Primary colorectal tumors and corresponding normal tissues and blood samples were obtained from a total of 110 Chinese patients (median age of 52 years, ranging from 36 to 72 years) with primary colorectal cancer during surgery at Changhai Hospital and Changzheng Hospital (both in Shanghai, China) from May 2003 to December 2003. The tumors were classified as Duke stage A in 21, B in 26, C in 38 and D in 25. Twenty liver metastases with colorectal origin were from Shanghai Eastern Hepatobiliary Surgery Hospital. Tissue samples were stored at -80 °C until DNA extraction.
Genomic DNA was extracted as previously described[7]. DNAs from all 130 samples served as templates for PCR (Perkin-Elmer) with primers set to amplify exon 12 of c-src. The sequences of primers were as follows: forward, 5’-ACAGGGATGGTGAACCGCGA-3’ and reverse, 5’-ATCCAAGCCGAGAAGCCGGT-3’.
After DNA extraction (QIAquick PCR purification kit, Qiagen), PCR products were digested with 5 Units of restriction enzyme Sca I overnight. Plasmid DNAs bearing src 531 mutation created by using overlap extension PCR[8] were used as positive controls. The possible digestion-positive samples were cloned into T-vector (pGEM®-T vector, Promega) and sequenced automatically (Perkin Elmer-Roche, Banchburg, NJ).

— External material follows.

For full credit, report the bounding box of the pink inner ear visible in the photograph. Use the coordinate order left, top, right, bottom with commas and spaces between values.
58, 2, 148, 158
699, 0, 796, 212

PCR products of genomic DNA were screened for mutations by single-strand conformational polymorphism (SSCP) analysis exactly as previously described[9].
PCR with primers devised here generated a 266-bp fragment, which was confirmed to be exon 12 of c-src by direct sequencing (Figure 1). Only one sample (Figure 2) was positive by RFLP analysis among the 110 samples of colorectal cancer and 20 liver metastases in this study. This No. 73 sample could only be partially digested by 5U Sca I even after overnight digestion, implying that the corresponding DNA template was a mixture of mutated and wild type clones.
This positive PCR product was cloned into T vector, and 20 transformants were selected for sequencing. The result confirmed the presence of 531 C-T mutation and the ratio of mutated clones vs wild type clones was 8:12 (Figure 3). To further know whether it was a somatic or germ line mutation, we analyzed its paired normal samples and blood likewise, but could not find any mutation (Figure 2).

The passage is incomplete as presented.